The Company has an unqualified incentive bonus program and expensed bonuses of $1,266,581, $1,014,299, and $673,657 during the years ended December 31, 2017, 2016, and 2015, respectively, which was included in salaries, wages, and benefits in the accompanying statements of operations. Bonuses are based on employee performance as determined by the Board of Directors.
10. RELATED PARTY TRANSACTIONS
As described in Note 6, the holders of secured notes and the term loan are stockholders of the Company and the Company considers transactions with these stockholders to be related party transactions. Also, as described in Note 7, the Company incurred in aggregate, approximately $3 million, $3 million and $4 million during the years ended December 31, 2017, 2016 and 2015, respectively, for tug charter hire from Seabulk Towing and SEAJON II Towing, divisions of a stockholder of the Company and considered related parties.

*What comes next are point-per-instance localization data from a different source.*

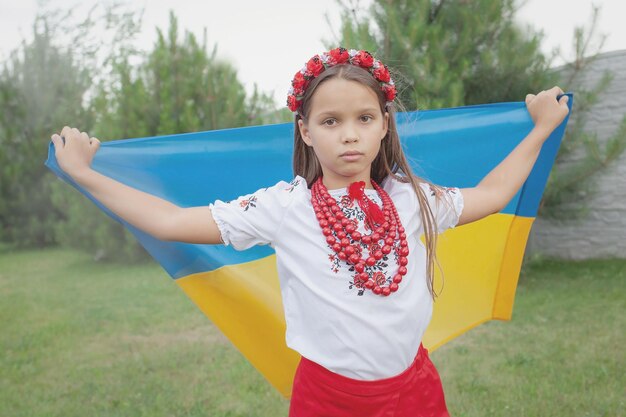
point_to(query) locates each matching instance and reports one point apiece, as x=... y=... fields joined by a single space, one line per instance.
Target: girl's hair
x=390 y=160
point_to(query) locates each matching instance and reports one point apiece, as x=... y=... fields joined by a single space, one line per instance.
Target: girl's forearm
x=507 y=178
x=144 y=211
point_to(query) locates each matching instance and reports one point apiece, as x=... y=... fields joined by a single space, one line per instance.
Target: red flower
x=339 y=55
x=390 y=92
x=373 y=248
x=293 y=103
x=382 y=74
x=315 y=66
x=299 y=82
x=363 y=59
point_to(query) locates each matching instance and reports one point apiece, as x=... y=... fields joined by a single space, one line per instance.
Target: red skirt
x=416 y=392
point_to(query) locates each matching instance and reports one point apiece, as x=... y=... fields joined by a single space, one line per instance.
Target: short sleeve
x=446 y=204
x=254 y=219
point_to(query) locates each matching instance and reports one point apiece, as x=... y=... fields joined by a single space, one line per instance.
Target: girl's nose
x=350 y=135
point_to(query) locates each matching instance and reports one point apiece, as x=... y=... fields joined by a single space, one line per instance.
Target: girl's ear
x=304 y=132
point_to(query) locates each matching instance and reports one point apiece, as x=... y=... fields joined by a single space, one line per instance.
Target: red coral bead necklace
x=342 y=235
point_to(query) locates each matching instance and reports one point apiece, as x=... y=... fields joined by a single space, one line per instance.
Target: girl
x=354 y=200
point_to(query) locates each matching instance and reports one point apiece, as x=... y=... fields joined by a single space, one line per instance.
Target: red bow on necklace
x=373 y=214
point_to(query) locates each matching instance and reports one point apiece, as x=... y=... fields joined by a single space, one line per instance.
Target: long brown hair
x=390 y=160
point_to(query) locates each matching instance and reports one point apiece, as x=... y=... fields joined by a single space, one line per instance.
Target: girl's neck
x=339 y=184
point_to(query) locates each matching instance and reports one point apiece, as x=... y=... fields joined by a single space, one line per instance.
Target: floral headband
x=319 y=63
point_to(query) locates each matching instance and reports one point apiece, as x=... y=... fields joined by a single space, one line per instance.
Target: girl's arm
x=496 y=189
x=151 y=214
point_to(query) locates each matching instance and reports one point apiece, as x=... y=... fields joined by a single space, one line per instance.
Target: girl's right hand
x=74 y=150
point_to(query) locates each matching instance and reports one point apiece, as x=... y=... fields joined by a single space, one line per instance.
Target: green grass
x=83 y=338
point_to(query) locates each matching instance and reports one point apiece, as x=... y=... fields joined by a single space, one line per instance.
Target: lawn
x=81 y=338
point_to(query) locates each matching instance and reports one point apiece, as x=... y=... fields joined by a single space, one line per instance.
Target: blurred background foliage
x=443 y=53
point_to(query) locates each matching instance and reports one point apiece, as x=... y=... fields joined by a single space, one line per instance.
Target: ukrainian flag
x=239 y=291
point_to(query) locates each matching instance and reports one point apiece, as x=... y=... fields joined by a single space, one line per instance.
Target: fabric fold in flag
x=239 y=291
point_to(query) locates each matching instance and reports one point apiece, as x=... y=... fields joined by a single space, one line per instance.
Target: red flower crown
x=337 y=56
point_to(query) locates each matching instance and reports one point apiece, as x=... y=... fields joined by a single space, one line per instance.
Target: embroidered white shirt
x=330 y=320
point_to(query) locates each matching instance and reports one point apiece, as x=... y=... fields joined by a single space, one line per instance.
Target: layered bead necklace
x=342 y=235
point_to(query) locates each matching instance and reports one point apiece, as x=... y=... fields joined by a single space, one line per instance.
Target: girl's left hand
x=547 y=113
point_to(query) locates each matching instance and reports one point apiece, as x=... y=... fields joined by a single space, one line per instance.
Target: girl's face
x=345 y=127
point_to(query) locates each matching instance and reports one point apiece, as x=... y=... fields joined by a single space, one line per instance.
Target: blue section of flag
x=451 y=147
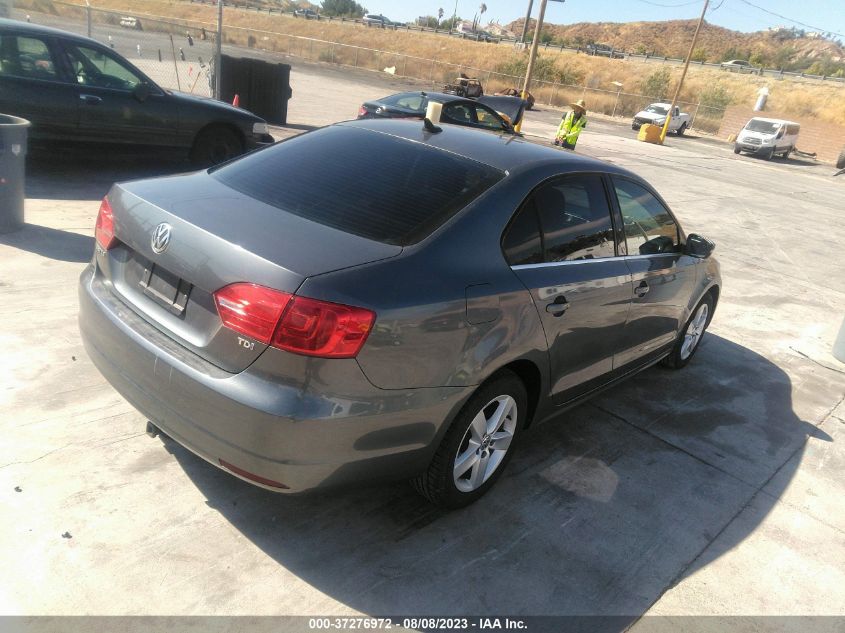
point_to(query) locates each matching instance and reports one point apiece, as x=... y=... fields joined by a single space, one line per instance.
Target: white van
x=767 y=137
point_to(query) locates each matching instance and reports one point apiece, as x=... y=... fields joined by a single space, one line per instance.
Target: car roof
x=36 y=29
x=502 y=151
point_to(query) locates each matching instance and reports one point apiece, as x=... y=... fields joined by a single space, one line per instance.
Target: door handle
x=558 y=306
x=642 y=289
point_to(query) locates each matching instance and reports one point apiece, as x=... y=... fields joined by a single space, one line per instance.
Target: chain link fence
x=185 y=61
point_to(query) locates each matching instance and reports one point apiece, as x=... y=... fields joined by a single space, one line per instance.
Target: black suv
x=75 y=90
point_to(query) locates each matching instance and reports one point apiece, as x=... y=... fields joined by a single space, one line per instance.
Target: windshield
x=764 y=127
x=377 y=186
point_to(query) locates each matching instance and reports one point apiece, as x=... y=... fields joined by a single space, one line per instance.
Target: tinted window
x=374 y=185
x=94 y=67
x=575 y=219
x=522 y=241
x=26 y=57
x=649 y=228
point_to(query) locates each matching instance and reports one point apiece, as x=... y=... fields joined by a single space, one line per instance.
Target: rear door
x=562 y=246
x=34 y=86
x=663 y=277
x=108 y=109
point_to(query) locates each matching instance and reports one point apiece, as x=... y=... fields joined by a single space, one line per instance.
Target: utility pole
x=683 y=73
x=533 y=54
x=218 y=51
x=527 y=19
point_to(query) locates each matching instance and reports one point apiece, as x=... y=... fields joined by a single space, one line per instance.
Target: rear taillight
x=250 y=309
x=320 y=328
x=104 y=229
x=294 y=324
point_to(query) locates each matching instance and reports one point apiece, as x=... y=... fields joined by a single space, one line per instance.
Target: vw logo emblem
x=161 y=237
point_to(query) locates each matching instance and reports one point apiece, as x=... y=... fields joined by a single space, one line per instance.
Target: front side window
x=93 y=67
x=26 y=57
x=649 y=227
x=575 y=219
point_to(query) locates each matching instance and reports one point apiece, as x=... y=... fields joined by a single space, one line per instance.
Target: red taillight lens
x=104 y=229
x=250 y=309
x=320 y=328
x=294 y=324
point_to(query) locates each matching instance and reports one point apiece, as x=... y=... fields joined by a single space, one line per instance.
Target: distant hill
x=784 y=48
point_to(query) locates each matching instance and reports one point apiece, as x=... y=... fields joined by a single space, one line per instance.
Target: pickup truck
x=656 y=115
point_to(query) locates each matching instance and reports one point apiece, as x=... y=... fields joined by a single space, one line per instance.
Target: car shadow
x=88 y=175
x=598 y=513
x=52 y=243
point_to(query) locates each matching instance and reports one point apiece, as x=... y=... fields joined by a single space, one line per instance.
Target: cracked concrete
x=717 y=490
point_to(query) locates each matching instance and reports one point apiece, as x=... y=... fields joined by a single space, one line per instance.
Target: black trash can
x=13 y=132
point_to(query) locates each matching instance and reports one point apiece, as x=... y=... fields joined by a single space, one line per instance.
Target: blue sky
x=734 y=14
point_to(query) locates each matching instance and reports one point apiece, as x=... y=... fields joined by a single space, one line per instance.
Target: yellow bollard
x=649 y=133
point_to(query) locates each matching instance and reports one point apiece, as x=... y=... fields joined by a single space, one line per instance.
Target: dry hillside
x=671 y=38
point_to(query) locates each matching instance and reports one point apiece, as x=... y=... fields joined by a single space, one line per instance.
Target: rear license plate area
x=165 y=289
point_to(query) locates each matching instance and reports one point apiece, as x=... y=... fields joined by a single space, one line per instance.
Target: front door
x=109 y=110
x=663 y=277
x=562 y=246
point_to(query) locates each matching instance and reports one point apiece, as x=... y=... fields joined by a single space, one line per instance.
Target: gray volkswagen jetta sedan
x=374 y=300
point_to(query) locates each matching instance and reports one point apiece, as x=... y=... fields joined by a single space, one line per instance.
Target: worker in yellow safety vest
x=571 y=125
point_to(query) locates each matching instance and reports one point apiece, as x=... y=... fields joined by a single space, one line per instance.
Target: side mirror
x=698 y=246
x=141 y=92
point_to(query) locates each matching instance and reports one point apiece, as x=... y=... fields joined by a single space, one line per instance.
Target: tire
x=688 y=342
x=215 y=145
x=472 y=438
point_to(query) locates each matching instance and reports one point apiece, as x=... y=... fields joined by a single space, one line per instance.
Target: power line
x=783 y=17
x=670 y=6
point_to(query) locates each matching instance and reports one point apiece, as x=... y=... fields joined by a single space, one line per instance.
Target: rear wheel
x=690 y=337
x=215 y=145
x=478 y=444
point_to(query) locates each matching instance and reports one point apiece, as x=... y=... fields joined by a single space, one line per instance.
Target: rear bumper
x=329 y=429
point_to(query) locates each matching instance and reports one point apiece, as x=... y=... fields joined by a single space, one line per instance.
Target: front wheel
x=690 y=337
x=478 y=444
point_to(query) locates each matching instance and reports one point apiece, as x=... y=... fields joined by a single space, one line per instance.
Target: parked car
x=390 y=302
x=604 y=50
x=655 y=114
x=76 y=91
x=767 y=137
x=484 y=112
x=373 y=19
x=738 y=65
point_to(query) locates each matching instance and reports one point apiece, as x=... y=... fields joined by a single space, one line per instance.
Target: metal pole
x=683 y=73
x=527 y=18
x=218 y=50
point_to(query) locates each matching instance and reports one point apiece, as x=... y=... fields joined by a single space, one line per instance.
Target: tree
x=342 y=8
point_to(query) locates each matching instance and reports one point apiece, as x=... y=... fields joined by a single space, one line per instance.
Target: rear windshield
x=374 y=185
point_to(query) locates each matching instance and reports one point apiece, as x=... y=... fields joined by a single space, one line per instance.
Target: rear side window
x=26 y=57
x=575 y=219
x=649 y=227
x=369 y=184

11. COMMITMENTS AND CONTINGENCIES
The Company is involved in routine litigation and is subject to certain claims which arise in the normal course of business, none of which, in the opinion of management, are expected to have a material adverse effect on the Company’s financial position, results of operations or cash flows.
12. CONCENTRATION OF GEOGRAPHIC AND MARKET RISK
The Jones Act provides that all vessels operating between ports in the United States, including the noncontiguous areas of Puerto Rico, Alaska and Hawaii, must be built, owned, operated and crewed substantially by U.S. citizens. The Company cannot assure that the Jones Act will not be repealed or amended in the future. If the Jones Act were repealed or substantially amended and, as a consequence, competition was to increase in the Puerto Rico market, the Company’s business and cash flow could be adversely affected.
13. SUBSEQUENT EVENTS
The Company evaluated the accounting and disclosure requirements for subsequent events through February 20, 2018, the date of this report.